I have one criticism: I wish Young had said more about the nature of industrial relations in Erie during the pre-New Deal years, when employers had succeeded in building and defending mostly union-free workplaces. I raise this point because of what I found during my own research in Buffalo, where, during a dramatic 1906 molders strike, spokesmen for the Buffalo foundry owners cited labor relations in Erie as a model that they sought to emulate. How were managers in Erie able to prevent union advances in this early period? How did they present their managerial techniques to employers in other cities? The answers to these questions will tell us more about this city.

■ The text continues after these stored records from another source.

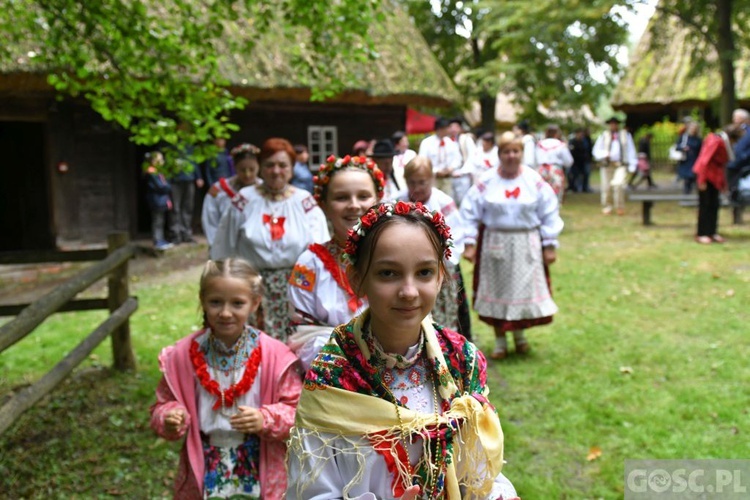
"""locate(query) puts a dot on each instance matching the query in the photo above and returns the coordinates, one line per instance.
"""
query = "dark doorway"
(25, 222)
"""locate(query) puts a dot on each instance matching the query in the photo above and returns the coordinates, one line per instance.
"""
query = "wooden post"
(122, 350)
(647, 206)
(737, 214)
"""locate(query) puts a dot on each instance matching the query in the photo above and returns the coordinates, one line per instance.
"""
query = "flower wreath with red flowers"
(244, 148)
(383, 210)
(334, 164)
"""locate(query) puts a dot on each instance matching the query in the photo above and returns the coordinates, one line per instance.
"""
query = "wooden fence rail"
(117, 325)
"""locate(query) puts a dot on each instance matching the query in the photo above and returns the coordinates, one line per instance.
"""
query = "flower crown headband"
(383, 210)
(333, 165)
(244, 148)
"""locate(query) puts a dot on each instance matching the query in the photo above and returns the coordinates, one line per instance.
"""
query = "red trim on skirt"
(501, 324)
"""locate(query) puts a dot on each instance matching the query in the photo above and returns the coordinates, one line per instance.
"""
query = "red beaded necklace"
(330, 264)
(224, 398)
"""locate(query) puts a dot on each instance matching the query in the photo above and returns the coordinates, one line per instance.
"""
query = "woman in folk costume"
(395, 406)
(484, 157)
(512, 214)
(276, 225)
(319, 289)
(230, 390)
(553, 159)
(419, 182)
(226, 191)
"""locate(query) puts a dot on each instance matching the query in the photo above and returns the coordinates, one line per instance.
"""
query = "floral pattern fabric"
(232, 471)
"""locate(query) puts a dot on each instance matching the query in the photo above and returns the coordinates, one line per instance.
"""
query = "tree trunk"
(727, 55)
(487, 106)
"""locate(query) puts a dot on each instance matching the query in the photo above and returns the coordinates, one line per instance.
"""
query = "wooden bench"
(685, 200)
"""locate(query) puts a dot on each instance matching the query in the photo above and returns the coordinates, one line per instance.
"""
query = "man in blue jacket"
(740, 165)
(183, 196)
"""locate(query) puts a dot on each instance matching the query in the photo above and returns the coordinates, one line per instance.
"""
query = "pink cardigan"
(281, 385)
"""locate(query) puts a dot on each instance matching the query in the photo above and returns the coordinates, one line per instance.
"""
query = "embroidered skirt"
(511, 286)
(274, 313)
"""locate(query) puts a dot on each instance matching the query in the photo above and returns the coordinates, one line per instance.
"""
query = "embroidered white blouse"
(553, 151)
(215, 204)
(247, 234)
(408, 385)
(480, 162)
(214, 423)
(444, 204)
(314, 292)
(526, 202)
(443, 153)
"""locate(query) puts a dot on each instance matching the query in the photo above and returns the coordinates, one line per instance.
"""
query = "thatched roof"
(404, 72)
(663, 71)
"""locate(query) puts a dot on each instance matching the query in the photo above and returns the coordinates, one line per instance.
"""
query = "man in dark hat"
(614, 150)
(444, 154)
(382, 154)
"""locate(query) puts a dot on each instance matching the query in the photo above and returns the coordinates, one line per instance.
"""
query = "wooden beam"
(122, 350)
(40, 256)
(28, 396)
(32, 316)
(70, 306)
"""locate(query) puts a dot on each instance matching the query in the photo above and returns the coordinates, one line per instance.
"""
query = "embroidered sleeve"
(166, 402)
(227, 234)
(549, 216)
(318, 225)
(210, 216)
(471, 215)
(278, 418)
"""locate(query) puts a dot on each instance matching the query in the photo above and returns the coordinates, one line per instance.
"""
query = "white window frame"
(326, 138)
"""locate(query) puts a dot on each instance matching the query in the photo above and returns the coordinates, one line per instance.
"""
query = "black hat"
(383, 149)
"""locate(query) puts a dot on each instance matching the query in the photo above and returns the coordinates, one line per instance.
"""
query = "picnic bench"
(685, 200)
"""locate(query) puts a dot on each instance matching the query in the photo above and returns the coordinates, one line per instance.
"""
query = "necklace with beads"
(211, 361)
(268, 194)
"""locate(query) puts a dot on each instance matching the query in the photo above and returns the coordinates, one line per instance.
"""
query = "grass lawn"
(646, 359)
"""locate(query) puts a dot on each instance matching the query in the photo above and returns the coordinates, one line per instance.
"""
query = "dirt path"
(24, 284)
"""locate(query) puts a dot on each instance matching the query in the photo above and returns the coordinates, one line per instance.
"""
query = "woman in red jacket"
(709, 168)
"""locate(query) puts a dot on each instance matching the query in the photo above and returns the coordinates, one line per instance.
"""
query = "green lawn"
(646, 359)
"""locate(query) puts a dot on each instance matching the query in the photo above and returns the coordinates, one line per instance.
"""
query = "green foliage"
(153, 67)
(549, 49)
(715, 38)
(539, 52)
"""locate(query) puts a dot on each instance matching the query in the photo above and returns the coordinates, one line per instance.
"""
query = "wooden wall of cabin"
(98, 192)
(44, 207)
(261, 120)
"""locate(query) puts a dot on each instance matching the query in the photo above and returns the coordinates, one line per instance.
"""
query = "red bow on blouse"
(514, 193)
(277, 226)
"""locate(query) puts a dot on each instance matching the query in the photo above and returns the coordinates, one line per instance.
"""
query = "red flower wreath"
(332, 164)
(374, 214)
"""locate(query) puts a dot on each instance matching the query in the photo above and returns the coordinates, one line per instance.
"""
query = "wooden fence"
(114, 262)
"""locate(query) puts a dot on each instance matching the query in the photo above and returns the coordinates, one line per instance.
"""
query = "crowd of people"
(335, 358)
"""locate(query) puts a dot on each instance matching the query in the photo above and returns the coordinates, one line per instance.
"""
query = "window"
(323, 142)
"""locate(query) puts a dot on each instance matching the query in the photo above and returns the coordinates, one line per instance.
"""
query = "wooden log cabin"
(70, 177)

Additionally, by focusing on a longer period, the anti-union backlash expressed most forcefully by the establishment of the Taft-Hartley Act would appear less like a new stage of business power and more like re-establishment of the status quo.
This is a very minor criticism. Readers of this journal should buy this book and encourage their libraries to order it. Teachers should assign it in their classes, and union members should consider reading and discussing it with one another. We should be grateful to Monthly Review Press for publishing this book and to James Young for writing it.